Despite explosive asset growth, advisor workforce keeps shrinking
Two seemingly contradictory trends are at work in the financial advice industry.
While advisors managed $11 trillion in client assets 2010, they now manage nearly double that, at $21 trillion. However, this explosive growth belies the slow slide in advisor head count nationwide, from about 340,000 at the peak in 2005, to barely more than 300,000 today.
In effect, a smaller advisor workforce is managing a far larger pool of assets.
That's according to the most recent industry statistics from Tiburon Strategic Advisors, a market research and consulting firm based in Tiburon, California. The result is that advisors need to work harder than ever before to win over clients, as more Americans take their assets to robo advisors and fintech offerings, as well as discount brokerages, says Tiburon founder Chip Roame.
"The value of advisors will be challenged over the next decade. I think that's good for the consumer,” Roame says. "The old world of the advisor knows all and the consumer knows nothing is gone. I don't think that necessarily means the number of advisors goes down, but they will have to up their games."
Different factors are to blame for eroding advisor ranks. Perhaps best known is the fact that there aren't enough younger advisors entering the profession to replace those who are aging out, alongside their retiring baby boomer clients.
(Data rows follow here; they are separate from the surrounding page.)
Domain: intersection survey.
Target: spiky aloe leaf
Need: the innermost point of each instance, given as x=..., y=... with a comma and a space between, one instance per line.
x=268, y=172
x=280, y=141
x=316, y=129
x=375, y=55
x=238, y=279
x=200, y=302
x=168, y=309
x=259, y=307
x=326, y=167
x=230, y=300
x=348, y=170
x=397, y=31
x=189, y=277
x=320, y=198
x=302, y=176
But M&A is also streamlining the business, enabling firms to shed advisors with duplicative skills, at the same time that technological advances are increasing advisor productivity and allowing fewer to do more.
Advisors who struggle with the marketing and technology sides of their practices or firms may need to turn to larger partners, such as aggregators like Focus Financial or HighTower to stay competitive, Roame says.
However, the aggregators represent just one choice. The most dynamic firms are offering advisors a multitude of different and changing business models to choose from, according to Roame. He points to Schwab's new franchise program, which allows advisors to open their own Schwab locations.
"I think you will see a lot of choices for advisors going forward," Roame says, adding that large firms "with the most models and the varieties of models will win."
In contrast, firms with fewer affiliation options, like wirehouses, may continue to lose advisors to various stripes of independence.
"I think you will continue to see a flow of breakaway brokers every year," says Roame, pegging the rate in coming years at between 400 to 600 departing brokers annually.
The breakdown of the so-called Broker Protocol agreement probably will hasten this trend, he says.
The protocol, which brokerages signed into existence in 2004, smoothed the way for brokers to jump to competitors by allowing them to take some client data with them. However, Morgan Stanley and UBS recently left the protocol, causing some wirehouse advisors to preemptively depart their firms out of concern their employers might follow Morgan and UBS' lead.
As has been the case for years, RIAs represent a bright spot in the advisory industry, Roame says. They represent the only segment that has grown in recent years, Tiburon found.
Between 2008 and 2015, for example, the number of independent broker-dealers dropped by 6.8% and the wirehouses dropped by 2.8%, while the number of RIAs grew by 1.8% and dually-registered advisors, who by definition are also RIAs, grew the most, by 9%, the study says.